Marie Claire Wins Journalism Prize

Marie Claire has won a prestigious Front Page Award from the Newswomen's Club of New York for editor-at-large Abigail Pesta's shocking story, An American Tragedy.

Marie Claire has won a prestigious Front Page Award from the Newswomen's Club of New York for editor-at-large Abigail Pesta's shocking story "An American Tragedy." The story, which won in the Magazine Features category, describes the chilling trend of "honor killings" in America, whereby a male relative kills a sister, daughter, or wife for "shaming" the family. The practice, which has deep roots in the tribal traditions of the Middle East and Asia, has come stateside.

Pesta's story zooms in on the life of a beautiful 20-year-old Arizona woman named Noor Almaleki, whose father ran over her in his Jeep Cherokee in a suburban parking lot in Phoenix. The reason: She refused to marry an Iraqi man in her father's homeland.

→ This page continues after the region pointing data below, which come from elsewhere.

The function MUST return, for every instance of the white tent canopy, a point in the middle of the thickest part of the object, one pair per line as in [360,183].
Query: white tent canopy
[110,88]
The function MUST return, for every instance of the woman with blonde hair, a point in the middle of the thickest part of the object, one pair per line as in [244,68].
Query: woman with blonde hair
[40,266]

Noor's father, who fled to Mexico City and then London, is now in jail back in Arizona, awaiting trial. In jailhouse phone conversations with his wife, he justified killing his daughter as a matter of "Iraqi honor."

Other Front Page Award winners included Gretchen Morgenson of The New York Times for Reporter of the Year, Amy Fine Collins of Vanity Fair for Cultural Criticism, and Amy Chozick of The Wall Street Journal for Newspaper Beat Reporting, among others.

Image: Noor Almaleki, killed by her father in Phoenix.